While stillage coming out of the fermentation vessel is extremely rich in potentially valuable biochemicals, Tate says by the time money is invested in separating those into a pure form to sell them, producers may not even break even. So J. Jireh Holdings began looking at what can be economically separated to produce added profits for the ethanol producer, what was problematic, and what could be addressed using the company’s pulse combustion drying technology. “And looking at it from that perspective is how we developed our DDS process,” Tate says. “The CDS, a concentrated solution, was already being produced at ethanol plants. This is a product stream that is already separate. What we found and developed is operating parameters for our pulse combustion dryers that allow us to dry condensed distillers syrup. We have looked at material that is anywhere from about 20 percent solids up to 40 percent solids; we’ve looked at material that is produced in a conventional dry mill corn ethanol plant with no other extractions; we’ve looked at material from dry mill corn ethanol plants where the corn oil is extracted resulting in a reduced fat condensed distillers product that we have dried; and we’ve also looked at the condensed solubles that come out of a dry mill ethanol plant that’s using milo or grain sorghum as a feedstock.
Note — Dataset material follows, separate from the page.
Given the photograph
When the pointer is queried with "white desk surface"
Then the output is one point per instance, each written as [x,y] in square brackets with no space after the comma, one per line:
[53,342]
We’ve looked at all of those and have produced a dry DDS product from all of those things.”

Tate also found that by using DDS as a sustained release carrier system, one could take advantage of the material and chemical properties of the DDS. “When subjected to a little heat and pressure, the dried distillers solubles will polymerize and form a hard durable pellet that’s still biodegradable and breaks down all the time,” Tate says. “Our ability to adjust how hard those pellets are allows us to adjust how quickly they degrade and release material. So we can then put active ingredients with the condensed distillers solubles as a liquid, pulse dry it and have a completely incorporated product, pelletize it, adjust our pelleting to be a harder or softer pellet or maybe a mix of hard and soft pellets and produce a sustained release lawn and garden pest control product,” Tate says. “We’ve developed sample products using this technology for control of slugs, snails, ants and mosquitoes. We’re also working with a couple of companies in the area of nuisance animal repellent.” The sustained release system can also work well to attract animals, such as deer.